Pass the Databricks Databricks Certification Databricks-Certified-Professional-Data-Scientist Questions and answers with CertsForce

Viewing page 2 out of 5 pages
Viewing questions 11-20 out of questions
Questions # 11:

What type of output generated in case of linear regression?

Options:

A.

Continuous variable


B.

Discrete Variable


C.

Any of the Continuous and Discrete variable


D.

Values between 0 and 1


Expert Solution
Questions # 12:

You are building a classifier off of a very high-dimensiona data set similar to shown in the image with 5000 variables (lots of columns, not that many rows). It can handle both dense and sparse input. Which technique is most suitable, and why?

Question # 12

Options:

A.

Logistic regression with L1 regularization, to prevent overfitting


B.

Naive Bayes, because Bayesian methods act as regularlizers


C.

k-nearest neighbors, because it uses local neighborhoods to classify examples


D.

Random forest because it is an ensemble method


Expert Solution
Questions # 13:

In statistics, maximum-likelihood estimation (MLE) is a method of estimating the parameters of a statistical model. When applied to a data set and given a statistical model, maximum-likelihood estimation provides estimates for the model's parameters and the normalizing constant usually ignored in MLEs because

Options:

A.

The normalizing constant is always very close to 1


B.

The normalizing constant only has a small impact on the maximum likelihood


C.

The normalizing constant is often zero and can cause division by zero


D.

The normalizing constant doesn't impact the maximizing value


Expert Solution
Questions # 14:

You are creating a Classification process where input is the income, education and current debt of a customer, what could be the possible output of this process.

Options:

A.

Probability of the customer default on loan repayment


B.

Percentage of the customer loan repayment capability


C.

Percentage of the customer should be given loan or not


D.

The output might be a risk class, such as "good", "acceptable", "average", or "unacceptable".


Expert Solution
Questions # 15:

Which of the following technique can be used to the design of recommender systems?

Options:

A.

Naive Bayes classifier


B.

Power iteration


C.

Collaborative filtering


D.

1 and 3


E.

2 and 3


Expert Solution
Questions # 16:

Select the correct statement which applies to logistic regression

Options:

A.

Computationally inexpensive, easy to implement knowledge representation easy to interpret


B.

May have low accuracy


C.

Works with Numeric values


D.

Only 1 and 3 are correct


E.

All 1, 2 and 3 are correct


Expert Solution
Questions # 17:

You are working on a problem where you have to predict whether the claim is done valid or not. And you find that most of the claims which are having spelling errors as well as corrections in the manually filled claim forms compare to the honest claims. Which of the following technique is suitable to find out whether the claim is valid or not?

Options:

A.

Naive Bayes


B.

Logistic Regression


C.

Random Decision Forests


D.

Any one of the above


Expert Solution
Questions # 18:

Reducing the data from many features to a small number so that we can properly visualize it in

two or three dimensions. It is done in_______

Options:

A.

supervised learning


B.

un-supervised learning


C.

k-Nearest Neighbors


D.

Support vector machines


Expert Solution
Questions # 19:

Consider the following confusion matrix for a data set with 600 out of 11,100 instances positive:

In this case, Precision = 50%, Recall = 83%, Specificity = 95%, and Accuracy = 95%.

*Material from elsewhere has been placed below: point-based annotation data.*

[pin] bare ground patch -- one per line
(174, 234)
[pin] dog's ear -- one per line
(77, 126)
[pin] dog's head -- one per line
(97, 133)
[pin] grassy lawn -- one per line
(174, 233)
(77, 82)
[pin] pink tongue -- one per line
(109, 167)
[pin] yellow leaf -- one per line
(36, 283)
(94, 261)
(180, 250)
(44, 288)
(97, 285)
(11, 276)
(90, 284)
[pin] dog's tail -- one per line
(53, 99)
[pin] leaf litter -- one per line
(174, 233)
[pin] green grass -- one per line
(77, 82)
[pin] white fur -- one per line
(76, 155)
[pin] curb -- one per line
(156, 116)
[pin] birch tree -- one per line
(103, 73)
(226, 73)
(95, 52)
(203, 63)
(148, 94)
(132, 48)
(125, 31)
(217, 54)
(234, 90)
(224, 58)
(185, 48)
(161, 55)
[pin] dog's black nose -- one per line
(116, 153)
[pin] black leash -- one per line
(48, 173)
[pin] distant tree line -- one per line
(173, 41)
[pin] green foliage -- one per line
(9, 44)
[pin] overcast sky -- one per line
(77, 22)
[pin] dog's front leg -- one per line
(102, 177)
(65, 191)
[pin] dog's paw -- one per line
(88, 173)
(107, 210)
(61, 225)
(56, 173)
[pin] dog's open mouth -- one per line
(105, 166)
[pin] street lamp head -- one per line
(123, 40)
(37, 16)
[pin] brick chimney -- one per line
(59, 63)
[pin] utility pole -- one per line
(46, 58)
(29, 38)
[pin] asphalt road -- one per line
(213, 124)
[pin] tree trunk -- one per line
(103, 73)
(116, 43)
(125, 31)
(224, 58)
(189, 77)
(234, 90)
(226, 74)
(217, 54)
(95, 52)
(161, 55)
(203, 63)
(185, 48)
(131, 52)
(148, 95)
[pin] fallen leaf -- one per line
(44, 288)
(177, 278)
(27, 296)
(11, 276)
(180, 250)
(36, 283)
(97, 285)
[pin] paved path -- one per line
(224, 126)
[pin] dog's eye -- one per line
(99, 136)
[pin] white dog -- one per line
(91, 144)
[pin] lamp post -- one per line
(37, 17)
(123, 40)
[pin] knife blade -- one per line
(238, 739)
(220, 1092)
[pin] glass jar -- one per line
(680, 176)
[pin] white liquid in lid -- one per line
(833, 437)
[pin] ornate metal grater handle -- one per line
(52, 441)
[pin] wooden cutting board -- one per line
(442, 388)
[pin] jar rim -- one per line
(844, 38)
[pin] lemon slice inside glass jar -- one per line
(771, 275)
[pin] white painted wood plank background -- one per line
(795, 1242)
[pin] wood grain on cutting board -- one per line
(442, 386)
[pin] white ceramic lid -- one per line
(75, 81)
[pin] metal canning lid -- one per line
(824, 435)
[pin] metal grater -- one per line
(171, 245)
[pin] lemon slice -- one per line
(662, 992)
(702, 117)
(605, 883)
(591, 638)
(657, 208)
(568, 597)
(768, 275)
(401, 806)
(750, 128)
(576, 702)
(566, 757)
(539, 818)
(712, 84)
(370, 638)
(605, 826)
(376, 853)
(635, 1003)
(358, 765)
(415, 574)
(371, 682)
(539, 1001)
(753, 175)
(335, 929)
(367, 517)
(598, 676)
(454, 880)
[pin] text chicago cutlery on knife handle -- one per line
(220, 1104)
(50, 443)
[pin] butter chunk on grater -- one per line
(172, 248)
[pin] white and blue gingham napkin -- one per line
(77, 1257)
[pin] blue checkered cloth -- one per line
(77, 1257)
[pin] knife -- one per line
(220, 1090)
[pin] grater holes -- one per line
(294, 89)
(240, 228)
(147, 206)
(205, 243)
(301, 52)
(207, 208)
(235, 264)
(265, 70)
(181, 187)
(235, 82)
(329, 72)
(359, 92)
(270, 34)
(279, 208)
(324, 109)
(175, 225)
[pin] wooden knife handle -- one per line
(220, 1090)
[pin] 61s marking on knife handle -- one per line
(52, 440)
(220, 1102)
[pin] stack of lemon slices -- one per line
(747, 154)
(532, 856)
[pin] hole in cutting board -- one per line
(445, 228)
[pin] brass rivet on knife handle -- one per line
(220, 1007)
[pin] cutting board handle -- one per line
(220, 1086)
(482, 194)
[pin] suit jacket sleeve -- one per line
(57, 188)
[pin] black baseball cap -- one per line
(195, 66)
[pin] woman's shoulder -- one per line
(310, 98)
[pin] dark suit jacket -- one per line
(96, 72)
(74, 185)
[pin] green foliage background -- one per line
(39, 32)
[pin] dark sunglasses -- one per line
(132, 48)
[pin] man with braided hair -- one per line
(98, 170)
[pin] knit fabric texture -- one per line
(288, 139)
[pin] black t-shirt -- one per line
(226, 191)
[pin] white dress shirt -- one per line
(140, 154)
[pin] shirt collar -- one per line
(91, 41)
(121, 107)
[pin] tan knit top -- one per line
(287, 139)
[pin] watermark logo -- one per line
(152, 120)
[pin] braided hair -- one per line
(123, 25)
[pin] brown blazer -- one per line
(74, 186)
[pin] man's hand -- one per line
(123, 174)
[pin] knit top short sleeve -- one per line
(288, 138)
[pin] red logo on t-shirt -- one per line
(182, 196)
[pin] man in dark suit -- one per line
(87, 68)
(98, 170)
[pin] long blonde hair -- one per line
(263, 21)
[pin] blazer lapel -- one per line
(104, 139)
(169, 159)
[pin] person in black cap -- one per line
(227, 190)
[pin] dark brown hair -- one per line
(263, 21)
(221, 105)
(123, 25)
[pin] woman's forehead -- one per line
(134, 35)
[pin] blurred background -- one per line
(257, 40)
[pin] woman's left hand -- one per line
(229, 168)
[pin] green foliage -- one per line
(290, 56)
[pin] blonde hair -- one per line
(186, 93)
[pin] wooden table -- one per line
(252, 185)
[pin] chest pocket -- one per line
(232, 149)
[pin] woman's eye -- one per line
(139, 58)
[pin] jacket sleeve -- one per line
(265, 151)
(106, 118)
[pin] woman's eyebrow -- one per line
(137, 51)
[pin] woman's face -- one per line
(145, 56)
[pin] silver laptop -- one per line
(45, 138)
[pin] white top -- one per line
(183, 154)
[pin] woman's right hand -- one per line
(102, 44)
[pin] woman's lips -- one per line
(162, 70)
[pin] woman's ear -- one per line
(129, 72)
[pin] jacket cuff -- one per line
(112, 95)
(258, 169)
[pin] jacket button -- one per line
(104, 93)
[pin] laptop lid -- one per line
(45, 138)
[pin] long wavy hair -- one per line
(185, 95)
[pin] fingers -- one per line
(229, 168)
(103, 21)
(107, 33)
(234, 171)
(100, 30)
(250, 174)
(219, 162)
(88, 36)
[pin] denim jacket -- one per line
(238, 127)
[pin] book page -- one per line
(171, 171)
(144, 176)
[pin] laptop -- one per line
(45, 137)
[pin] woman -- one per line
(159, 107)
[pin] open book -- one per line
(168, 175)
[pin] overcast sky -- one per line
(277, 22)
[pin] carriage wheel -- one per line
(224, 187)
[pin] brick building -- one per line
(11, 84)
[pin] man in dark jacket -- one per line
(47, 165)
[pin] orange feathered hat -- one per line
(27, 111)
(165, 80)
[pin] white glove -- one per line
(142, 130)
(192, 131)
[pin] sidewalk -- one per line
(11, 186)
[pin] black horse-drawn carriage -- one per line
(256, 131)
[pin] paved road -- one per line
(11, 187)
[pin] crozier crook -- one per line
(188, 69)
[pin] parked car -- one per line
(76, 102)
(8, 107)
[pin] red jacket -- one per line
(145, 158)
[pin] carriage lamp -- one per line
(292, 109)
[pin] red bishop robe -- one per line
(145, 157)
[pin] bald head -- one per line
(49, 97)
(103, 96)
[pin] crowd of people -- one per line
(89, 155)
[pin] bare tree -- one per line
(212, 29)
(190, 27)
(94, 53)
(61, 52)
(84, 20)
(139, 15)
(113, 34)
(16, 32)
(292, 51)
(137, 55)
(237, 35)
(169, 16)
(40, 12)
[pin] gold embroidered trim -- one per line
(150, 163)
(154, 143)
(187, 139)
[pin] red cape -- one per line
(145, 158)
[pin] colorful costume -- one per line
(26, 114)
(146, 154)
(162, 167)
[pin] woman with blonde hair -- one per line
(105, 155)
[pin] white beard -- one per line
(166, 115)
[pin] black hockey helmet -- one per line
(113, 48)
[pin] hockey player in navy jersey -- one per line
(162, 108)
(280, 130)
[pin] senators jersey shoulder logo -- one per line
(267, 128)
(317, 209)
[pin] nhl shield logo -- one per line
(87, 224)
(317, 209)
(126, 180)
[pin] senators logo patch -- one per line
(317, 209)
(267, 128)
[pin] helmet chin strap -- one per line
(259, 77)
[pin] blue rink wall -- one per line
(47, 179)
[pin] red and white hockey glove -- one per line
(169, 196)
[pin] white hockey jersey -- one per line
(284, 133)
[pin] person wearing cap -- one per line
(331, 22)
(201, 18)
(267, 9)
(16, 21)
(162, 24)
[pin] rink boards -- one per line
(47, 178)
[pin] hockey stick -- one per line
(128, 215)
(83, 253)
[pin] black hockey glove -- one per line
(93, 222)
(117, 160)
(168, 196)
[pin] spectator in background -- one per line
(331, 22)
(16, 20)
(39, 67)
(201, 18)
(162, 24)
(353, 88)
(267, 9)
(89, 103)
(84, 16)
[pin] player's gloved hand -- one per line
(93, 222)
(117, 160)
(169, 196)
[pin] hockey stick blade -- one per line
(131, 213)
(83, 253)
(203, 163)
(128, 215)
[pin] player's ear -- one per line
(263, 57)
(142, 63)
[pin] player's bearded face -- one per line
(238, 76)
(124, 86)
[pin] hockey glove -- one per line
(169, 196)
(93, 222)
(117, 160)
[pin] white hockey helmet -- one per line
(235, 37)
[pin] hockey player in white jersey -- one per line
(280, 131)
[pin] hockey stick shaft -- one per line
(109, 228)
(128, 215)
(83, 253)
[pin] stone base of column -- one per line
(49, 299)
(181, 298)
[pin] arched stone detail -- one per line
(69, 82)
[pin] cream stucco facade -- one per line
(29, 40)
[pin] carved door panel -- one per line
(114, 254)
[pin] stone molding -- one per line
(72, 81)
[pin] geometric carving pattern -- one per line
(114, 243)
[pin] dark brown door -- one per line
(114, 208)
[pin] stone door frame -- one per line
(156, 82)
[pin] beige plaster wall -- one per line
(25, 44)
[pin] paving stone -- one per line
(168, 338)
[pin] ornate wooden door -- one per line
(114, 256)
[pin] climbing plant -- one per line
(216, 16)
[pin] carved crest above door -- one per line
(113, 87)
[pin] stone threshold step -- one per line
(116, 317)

Select the correct statement

Question # 19

Options:

A.

Precision is low, which means the classifier is predicting positives best


B.

Precision is low, which means the classifier is predicting positives poorly


C.

problem domain has a major impact on the measures that should be used to evaluate a classifier within it


D.

1 and 3


E.

2 and 3


Expert Solution
Questions # 20:

Select the correct problems which can be solved using SVMs

Options:

A.

SVMs are helpful in text and hypertext categorization


B.

Classification of images can also be performed using SVMs


C.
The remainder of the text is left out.